Existing NIDS benchmarks predominantly rely on synthetic traffic, failing to capture statistical variability and temporal drift inherent in real-world networks—leading to distorted model evaluation. To address this, we propose MAWIFlow: the first flow-level intrusion detection benchmark built exclusively on real backbone network traffic collected across three years (2011, 2016, 2021). MAWIFlow explicitly models temporal drift while preserving original ground-truth labels. We publicly release a standardized preprocessing pipeline, a reproducible PCAP-to-flow conversion tool, and temporally aligned multi-year datasets. Experimental results reveal that conventional tree-based models suffer over 40% performance degradation when evaluated across years, whereas CNN-BiLSTM maintains stable accuracy—demonstrating the critical necessity of long-term, realistic temporal benchmarks for assessing model generalization. This work pioneers the systematic integration of longitudinally evolving real-world network traffic into NIDS benchmark design.

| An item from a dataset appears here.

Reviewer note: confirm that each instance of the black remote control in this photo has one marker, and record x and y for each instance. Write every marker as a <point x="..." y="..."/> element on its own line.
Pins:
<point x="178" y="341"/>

Benchmark datasets for network intrusion detection commonly rely on synthetically generated traffic, which fails to reflect the statistical variability and temporal drift encountered in operational environments. This paper introduces MAWIFlow, a flow-based benchmark derived from the MAWILAB v1.1 dataset, designed to enable realistic and reproducible evaluation of anomaly detection methods. A reproducible preprocessing pipeline is presented that transforms raw packet captures into flow representations conforming to the CICFlowMeter format, while preserving MAWILab's original anomaly labels. The resulting datasets comprise temporally distinct samples from January 2011, 2016, and 2021, drawn from trans-Pacific backbone traffic. To establish reference baselines, traditional machine learning methods, including Decision Trees, Random Forests, XGBoost, and Logistic Regression, are compared to a deep learning model based on a CNN-BiLSTM architecture. Empirical results demonstrate that tree-based classifiers perform well on temporally static data but experience significant performance degradation over time. In contrast, the CNN-BiLSTM model maintains better performance, thus showing improved generalization. These findings underscore the limitations of synthetic benchmarks and static models, and motivate the adoption of realistic datasets with explicit temporal structure. All datasets, pipeline code, and model implementations are made publicly available to foster transparency and reproducibility.